כָּשֵׁר
ka.sher
to succeed
Lexicon Entry
Lexicon data from STEPBible TIPNR, Tyndale House, Cambridge. Licensed under CC BY 4.0.
What Original Readers Understood
Supported# כָּשֵׁר (kasher): To Succeed The Hebrew verb כָּשֵׁר (kasher) carries the fundamental meaning of "to succeed," though its extremely limited presence in the biblical text restricts what can be definitively stated about its range of usage. With only three occurrences across the entire Bible, this word represents a relatively rare lexical item, suggesting either specialized use or limited applicability within biblical Hebrew's vocabulary for describing successful outcomes. The scarcity of this term raises interesting questions about biblical semantics. Hebrew likely employed multiple verbs to express the concept of success or prosperity, with other more common terms potentially serving as the primary vocabulary in this semantic field. The three occurrences of kasher would represent a specific or particular way of expressing success that authors drew upon only occasionally. Without access to the specific contexts of these three uses, the exact nuance that distinguished kasher from other success-related terminology remains unclear, though the lexicon's straightforward definition ("to succeed") indicates the core meaning is unambiguous. The word's rarity in the biblical corpus may also reflect its historical or regional limitations within Hebrew usage, or it may represent vocabulary that was more prevalent in earlier stages of the language but later gave way to other expressions.

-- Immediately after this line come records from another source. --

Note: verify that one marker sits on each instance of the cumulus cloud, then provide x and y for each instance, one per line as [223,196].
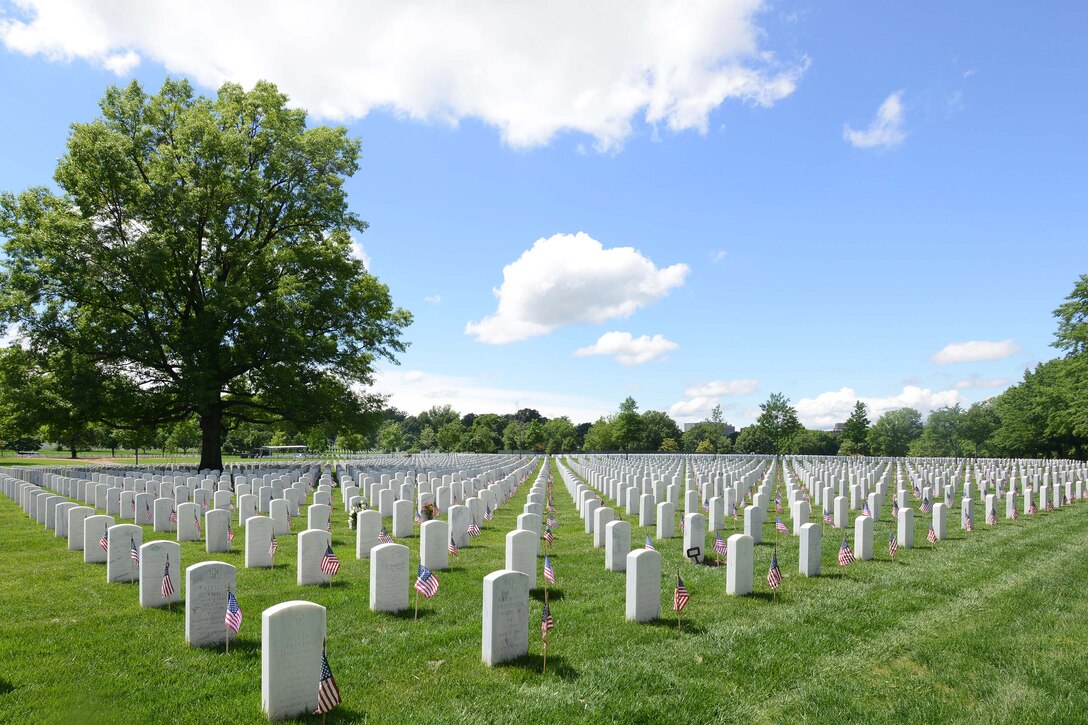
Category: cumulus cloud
[629,349]
[975,351]
[836,406]
[886,130]
[700,400]
[568,279]
[415,391]
[529,70]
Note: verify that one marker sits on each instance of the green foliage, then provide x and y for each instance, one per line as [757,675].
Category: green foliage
[894,431]
[627,428]
[198,256]
[778,421]
[600,437]
[856,428]
[656,427]
[813,443]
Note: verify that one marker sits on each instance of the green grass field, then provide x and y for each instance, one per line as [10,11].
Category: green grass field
[985,627]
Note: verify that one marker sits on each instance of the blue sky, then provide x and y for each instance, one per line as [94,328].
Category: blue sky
[711,203]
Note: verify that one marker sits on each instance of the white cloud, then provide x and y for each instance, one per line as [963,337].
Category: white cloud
[975,351]
[568,279]
[700,400]
[886,130]
[415,391]
[360,254]
[719,388]
[529,70]
[629,349]
[836,406]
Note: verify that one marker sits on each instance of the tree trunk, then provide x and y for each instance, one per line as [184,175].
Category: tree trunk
[211,439]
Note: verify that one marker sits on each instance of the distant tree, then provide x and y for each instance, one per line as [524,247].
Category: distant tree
[529,415]
[197,252]
[778,420]
[856,428]
[600,437]
[627,429]
[534,435]
[657,426]
[894,431]
[813,443]
[391,438]
[755,439]
[559,435]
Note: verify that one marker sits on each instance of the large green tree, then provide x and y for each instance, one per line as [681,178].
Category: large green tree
[198,252]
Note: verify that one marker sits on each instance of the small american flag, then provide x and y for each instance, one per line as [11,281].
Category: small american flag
[168,586]
[679,596]
[845,555]
[330,564]
[233,618]
[328,692]
[547,624]
[774,574]
[427,582]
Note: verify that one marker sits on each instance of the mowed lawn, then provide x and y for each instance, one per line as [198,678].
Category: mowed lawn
[989,626]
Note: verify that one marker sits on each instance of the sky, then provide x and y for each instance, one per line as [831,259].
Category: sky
[692,204]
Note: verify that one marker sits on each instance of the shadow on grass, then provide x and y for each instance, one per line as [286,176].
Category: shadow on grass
[533,664]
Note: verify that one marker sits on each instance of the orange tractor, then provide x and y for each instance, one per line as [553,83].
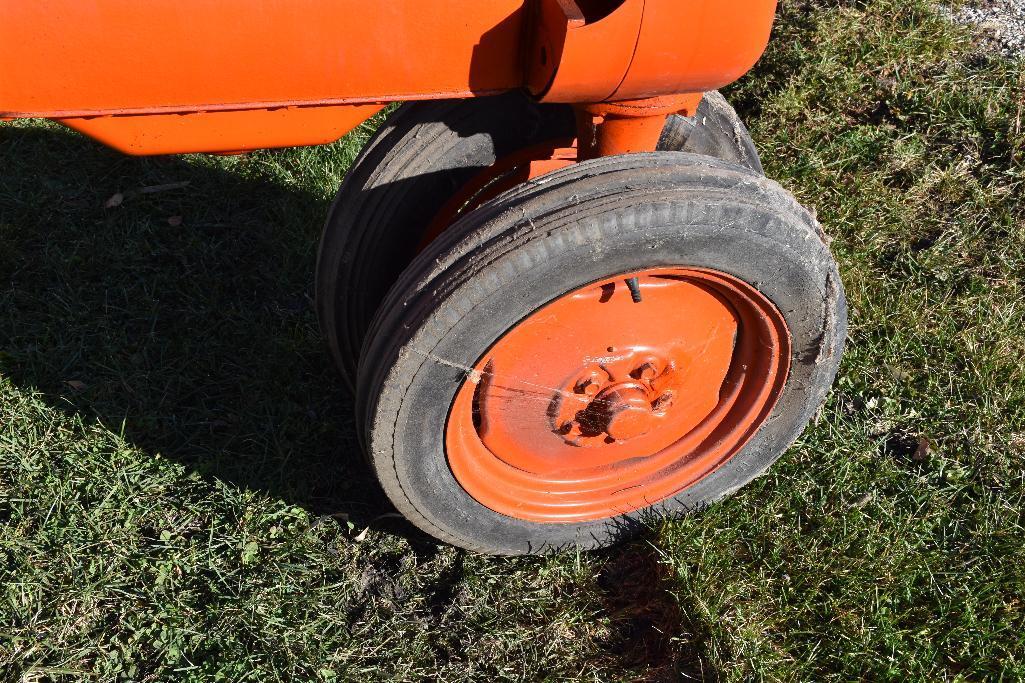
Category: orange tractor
[566,296]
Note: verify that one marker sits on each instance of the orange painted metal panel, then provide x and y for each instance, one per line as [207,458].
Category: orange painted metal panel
[223,131]
[572,59]
[694,46]
[78,57]
[246,74]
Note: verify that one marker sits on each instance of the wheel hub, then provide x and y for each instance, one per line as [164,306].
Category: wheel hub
[614,397]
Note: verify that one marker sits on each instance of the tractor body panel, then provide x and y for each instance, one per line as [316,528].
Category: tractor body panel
[166,76]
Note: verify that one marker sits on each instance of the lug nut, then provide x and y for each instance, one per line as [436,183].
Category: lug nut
[646,371]
[588,386]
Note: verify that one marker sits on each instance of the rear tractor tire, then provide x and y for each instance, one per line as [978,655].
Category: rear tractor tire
[636,337]
[399,194]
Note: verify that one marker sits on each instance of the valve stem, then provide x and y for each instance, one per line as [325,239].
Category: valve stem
[634,289]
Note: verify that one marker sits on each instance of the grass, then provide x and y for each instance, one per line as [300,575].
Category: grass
[181,493]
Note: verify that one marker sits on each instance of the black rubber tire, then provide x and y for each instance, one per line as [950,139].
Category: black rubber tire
[516,253]
[419,157]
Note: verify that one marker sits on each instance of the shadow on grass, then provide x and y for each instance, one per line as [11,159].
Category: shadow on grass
[182,318]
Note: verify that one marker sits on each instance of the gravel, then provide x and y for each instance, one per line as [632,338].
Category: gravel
[1002,23]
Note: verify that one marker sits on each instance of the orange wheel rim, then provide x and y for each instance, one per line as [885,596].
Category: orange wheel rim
[618,395]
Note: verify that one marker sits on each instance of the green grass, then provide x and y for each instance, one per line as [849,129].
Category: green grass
[182,498]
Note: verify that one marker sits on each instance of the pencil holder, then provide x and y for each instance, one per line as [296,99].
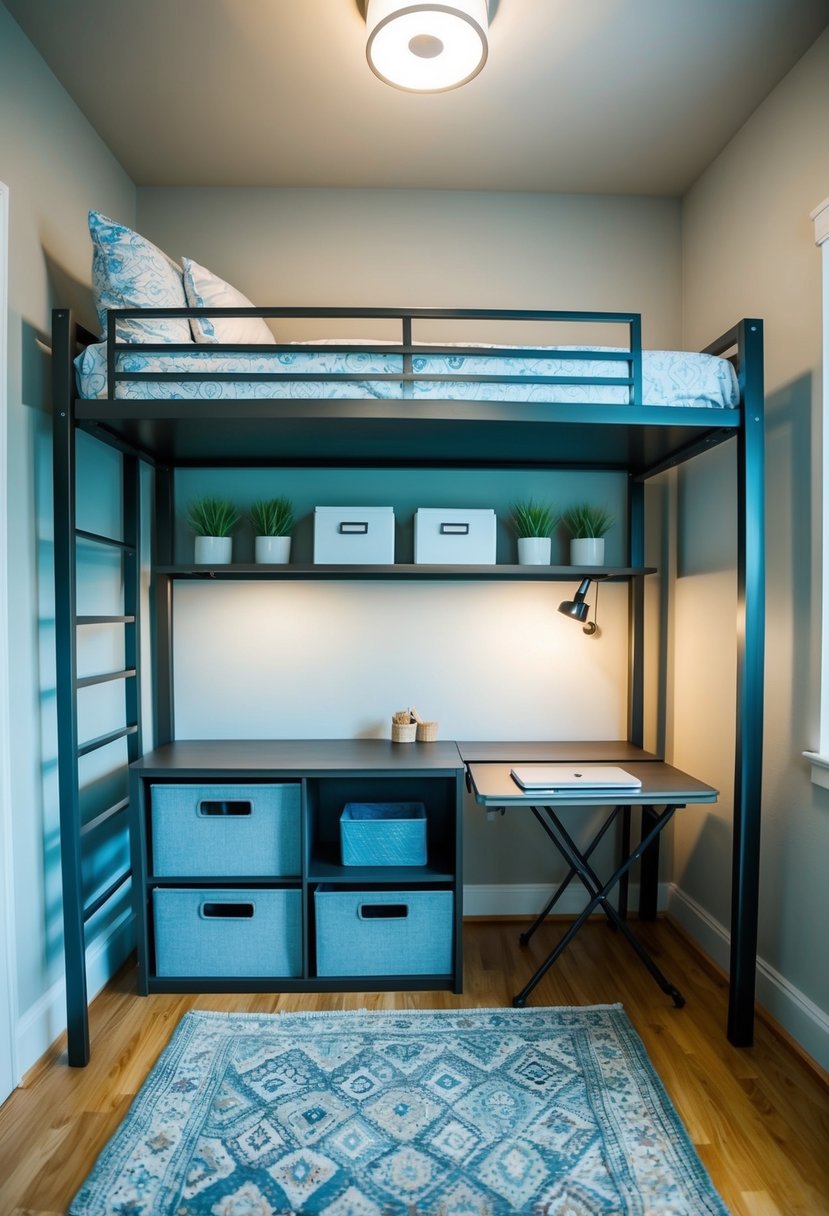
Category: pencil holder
[404,732]
[427,732]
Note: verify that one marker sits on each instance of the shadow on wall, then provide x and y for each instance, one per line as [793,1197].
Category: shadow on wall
[37,345]
[66,291]
[789,539]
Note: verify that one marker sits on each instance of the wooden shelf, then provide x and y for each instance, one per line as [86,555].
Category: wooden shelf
[404,570]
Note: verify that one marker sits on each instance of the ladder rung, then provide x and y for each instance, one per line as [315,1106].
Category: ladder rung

For readers of the Bible, kasher's restricted occurrences mean encountering this particular term would have been a notable experience rather than a common
Source data & methodology
Occurrences in Scripture
3 total occurrences across the text
She said, “If it pleases the king, and if I have found favor in his sight, and the thing seem right to the king, and I am pleasing in his eyes, let it be written to reverse the letters devised by Haman, the son of Hammedatha the Agagite, which he wrote to destroy the Jews who are in all the king’s provinces.
Ecclesiastes 10:10If the ax is blunt, and one doesn’t sharpen the edge, then he must use more strength; but skill brings success.
Ecclesiastes 11:6In the morning sow your seed, and in the evening don’t withhold your hand; for you don’t know which will prosper, whether this or that, or whether they both will be equally good.